If you’re using miniatures make sure to have some kind of reference point both on the write up and the mini to denote that they go together. You only need to spend one session going “er… which giant spider is that one?” to learn this lesson, but if it’s your first time running with minis, yeah, learn from my mistakes. I’ve seen a lot of people use special markers or just colored poker chips to point out what models are affected by spells and other conditions. Here’s another helpful hint. Use those markers in pairs. One marker goes under the mini and one goes on the write up. If you’re using a file on your laptop or tablet you can put the condition under the mini’s heading in the same color text as the marker too. “The bandit with the crossbow is under a frost effect, so he gets a blue poker chip under his base and he also gets ‘frosted flake’ under his entry heading in blue text.”

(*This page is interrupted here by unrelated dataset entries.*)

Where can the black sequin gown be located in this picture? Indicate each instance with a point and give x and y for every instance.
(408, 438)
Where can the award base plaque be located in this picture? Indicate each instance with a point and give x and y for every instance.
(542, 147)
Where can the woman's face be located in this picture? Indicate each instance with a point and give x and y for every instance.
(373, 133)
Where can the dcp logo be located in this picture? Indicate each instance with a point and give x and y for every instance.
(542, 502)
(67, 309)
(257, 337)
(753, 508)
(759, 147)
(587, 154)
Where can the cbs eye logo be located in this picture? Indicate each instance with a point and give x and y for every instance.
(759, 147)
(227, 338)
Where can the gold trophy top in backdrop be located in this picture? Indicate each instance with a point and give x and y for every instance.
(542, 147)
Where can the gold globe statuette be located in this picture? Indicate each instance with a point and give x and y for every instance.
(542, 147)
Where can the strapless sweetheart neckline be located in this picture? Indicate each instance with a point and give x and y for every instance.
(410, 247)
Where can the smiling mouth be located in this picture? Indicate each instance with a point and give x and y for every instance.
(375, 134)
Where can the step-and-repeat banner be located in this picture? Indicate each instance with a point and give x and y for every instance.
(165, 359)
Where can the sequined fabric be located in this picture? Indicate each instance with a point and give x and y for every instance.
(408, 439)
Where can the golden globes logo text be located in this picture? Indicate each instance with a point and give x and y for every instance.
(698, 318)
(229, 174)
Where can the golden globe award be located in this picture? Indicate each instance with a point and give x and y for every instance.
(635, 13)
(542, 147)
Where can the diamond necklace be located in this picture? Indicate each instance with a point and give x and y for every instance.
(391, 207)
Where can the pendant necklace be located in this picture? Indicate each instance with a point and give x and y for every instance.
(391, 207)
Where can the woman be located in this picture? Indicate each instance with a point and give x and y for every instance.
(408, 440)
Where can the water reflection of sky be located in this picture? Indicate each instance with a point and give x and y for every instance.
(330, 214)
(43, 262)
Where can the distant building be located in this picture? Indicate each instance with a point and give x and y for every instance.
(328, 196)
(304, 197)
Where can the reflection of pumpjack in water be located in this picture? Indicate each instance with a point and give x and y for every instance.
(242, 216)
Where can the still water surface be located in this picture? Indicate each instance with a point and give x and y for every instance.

These conditional markers work well for theater of the mind too. Put the conditional marker down on your write up, or edit it into the text, and then you’ll remember to add that to your descriptions of that NPC so that the players can visualize it and act on that information. “Your guide is running around trying to beat the flames on his own body out with his hands.” “Oh, yeah, I forgot they were on fire. I try to tackle them and smother the flames with my cloak.”

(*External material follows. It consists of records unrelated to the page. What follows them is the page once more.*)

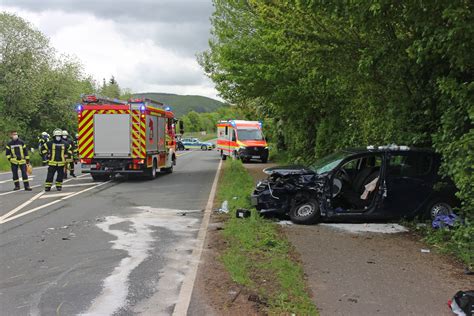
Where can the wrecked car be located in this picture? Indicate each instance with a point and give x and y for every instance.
(369, 184)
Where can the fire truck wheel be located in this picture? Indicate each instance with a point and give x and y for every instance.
(151, 172)
(100, 177)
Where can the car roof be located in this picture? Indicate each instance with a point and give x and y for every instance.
(390, 148)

If you’re really flying off the cuff like I do, and you’re not sure of some or all of the NPCs they’ll meet, have some blank entries on hand. If you know some, but not all of the details, then fill those in and leave the rest blank. I know I’ve talked before about having lists of useful things to choose from like names and such, and this is a good place to use that technique here. You can make random tables to roll on, or you could just make a list and grab things off of them one at a time. The characters pop into a roadhouse for a cold one while on their way to deliver antiviral drugs to Neon City? How about pulling out a few of those blank sheets and picking a few things from your lists. Maybe this place is a whole lot of trouble for someone carrying a rich cargo like that, or maybe these folks have seen the effects of the ribbon plague and will buy you folks a drink for being some of the good ones. Who knows, make a few rolls and then start filling out those sheets if you need them.

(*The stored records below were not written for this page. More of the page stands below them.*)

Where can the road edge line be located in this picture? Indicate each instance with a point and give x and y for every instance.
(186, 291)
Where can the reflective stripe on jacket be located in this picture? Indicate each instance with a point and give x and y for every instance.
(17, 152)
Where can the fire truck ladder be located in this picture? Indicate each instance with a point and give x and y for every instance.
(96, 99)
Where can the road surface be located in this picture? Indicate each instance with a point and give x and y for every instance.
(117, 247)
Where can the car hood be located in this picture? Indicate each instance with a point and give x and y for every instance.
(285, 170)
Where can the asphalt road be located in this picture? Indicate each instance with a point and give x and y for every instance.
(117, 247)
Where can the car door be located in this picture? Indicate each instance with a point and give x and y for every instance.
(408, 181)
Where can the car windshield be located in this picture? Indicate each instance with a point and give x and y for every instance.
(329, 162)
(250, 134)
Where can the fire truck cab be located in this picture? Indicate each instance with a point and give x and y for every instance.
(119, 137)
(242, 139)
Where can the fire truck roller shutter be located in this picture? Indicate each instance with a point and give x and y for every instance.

Another thing you can do if you like to run by the seat of your pants, is to make a lot of NPC write ups and just keep them in a slush pile somewhere. Granted, this technique is really for people who have spare time on their hands, and I know that’s not everyone. When I was a bouncer at a nightclub, I had a couple of my worknights a week where it was really slow, and I was able to fill notebooks up with potential NPCs,**** but not everyone has the luxury of time like that. The other thing you can do is use a random NPC or monster generator, but there might be some frantic cutting and pasting there, but if it works for you, then do that.

I’m not a terribly organized person, so I have to develop organized habits and train myself to use them. Hopefully you’re better at it than I am. Either way, I hope this advice can help you. I’d also absolutely love to hear your methods of keeping track of various hirelings, baddies, bystanders, allies, and monsters. We can always learn from each other and find new ways to effectively have fun.

And having fun, effectively or not, is why we do this.

*Is this advice for me? Am I calling myself out? Well, yeah…

**Have I mentioned before how goddamn exhausting online gaming is?

***Calling myself out again here.

****No, really. Some Monday nights were so slow that I could paint miniatures at the cashier’s desk.